Webgraph
Appearance
The webgraph describes the directed links between pages of the World Wide Web. A graph, in general, consists of several vertices, some pairs connected by edges. In a directed graph, edges are directed lines or arcs. The webgraph is a directed graph, whose vertices correspond to the pages of the WWW, and a directed edge connects page X to page Y if there exists a hyperlink on page X, referring to page Y.
Properties
- The degree distribution of the webgraph strongly differs from the degree distribution of the classical random graph model, the Erdős–Rényi model:[1] in the Erdős–Rényi model, there are very few large degree nodes, relative to the webgraph's degree distribution. The precise distribution is unclear,[2] however: it is relatively well described by a lognormal distribution, as well as the Barabási–Albert model for power laws.[3][4]
- The webgraph is an example of a scale-free network.
Applications
- The webgraph is used for computing the PageRank [5] of the WWW pages.
- The webgraph is used for computing the personalized PageRank.[6]
- The webgraph can be used for detecting webpages of similar topics, through graph-theoretical properties only, like co-citation [7]
- The webgraph is applied in the HITS algorithm for identifying hubs and authorities in the web.
References
- ^ P. Erdős, A. Renyi, Publ. Math. Inst. Hung. Acad. Sci. 5 (1960)
- ^ Meusel, R.; Vigna, S.; Lehmberg, O.; Bizer, C. (2015). "The Graph Structure in the Web - Analyzed on Different Aggregation Levels". Journal of Web Science. 1 (1): 33–47. doi:10.1561/106.00000003.

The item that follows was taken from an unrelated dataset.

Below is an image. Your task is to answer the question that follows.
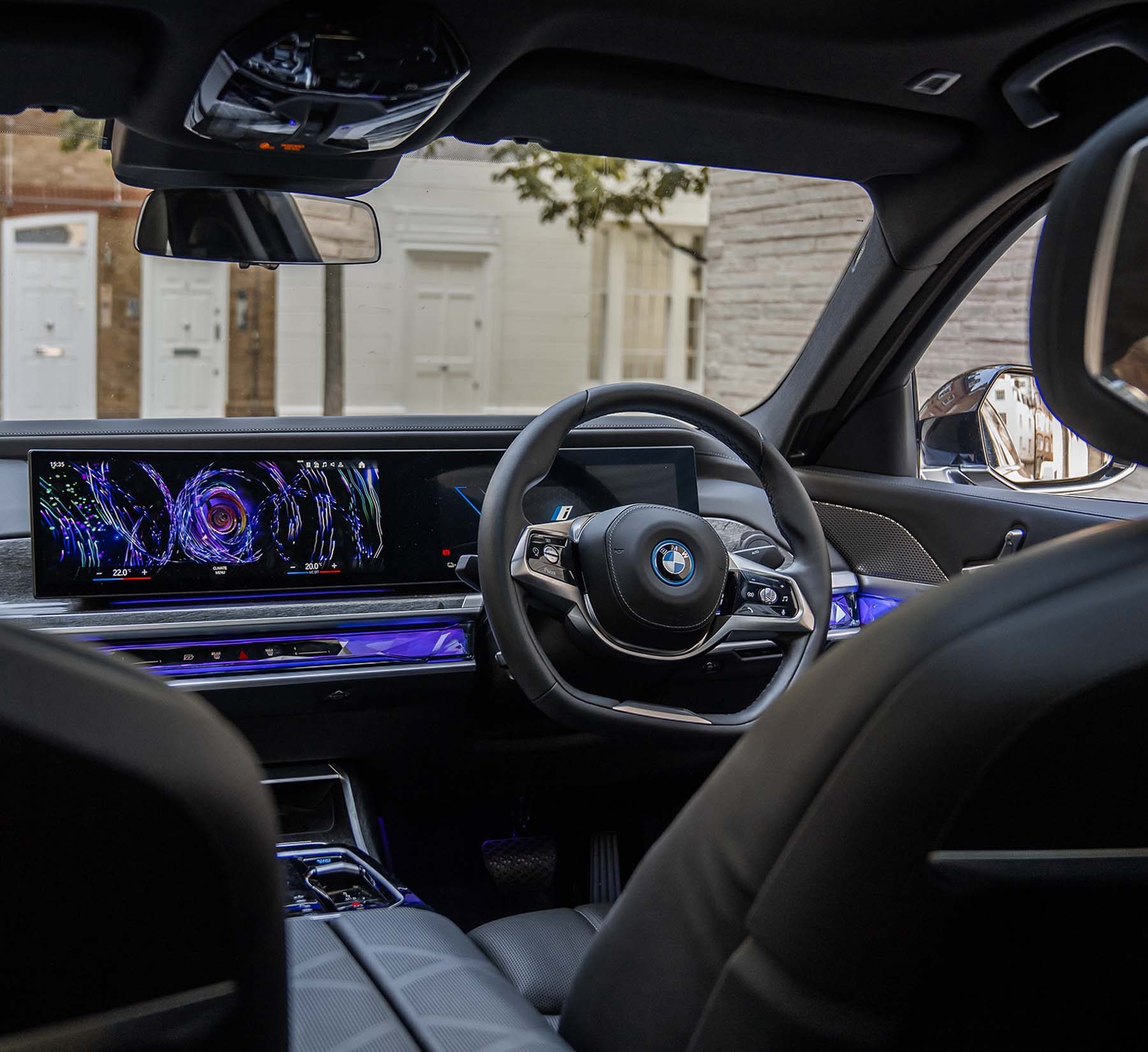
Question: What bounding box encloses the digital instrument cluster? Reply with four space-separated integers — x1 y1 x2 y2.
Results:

- ^ Clauset, A.; Shalizi, C. R.; Newman, M. E. J. (2007). "Power-law distributions in empirical data". SIAM Rev. 51 (4): 661–703. doi:10.1137/070710111.
- ^ Barabási, Albert-László; Albert, Réka (October 1999). "Emergence of scaling in random networks" (PDF). Science. 286 (5439): 509–512. doi:10.1126/science.286.5439.509. PMID 10521342..
- ^ S. Brin, L. Page, Computer Networks and ISDN Systems 30, 107 (1998)
- ^ Glen Jeh and Jennifer Widom. 2003. Scaling personalized web search. In Proceedings of the 12th international conference on World Wide Web (WWW '03). ACM, New York, NY, USA, 271–279. DOI 10.1145/775152.775191
- ^ Ravi Kumar, Prabhakar Raghavan, Sridhar Rajagopalan, Andrew Tomkins, 1999 Trawling the Web for emerging cyber-communities, Computer Networks, Volume 31, Issues 11–16, Pages 1481–1493 doi:10.1016/S1389-1286(99)00040-7.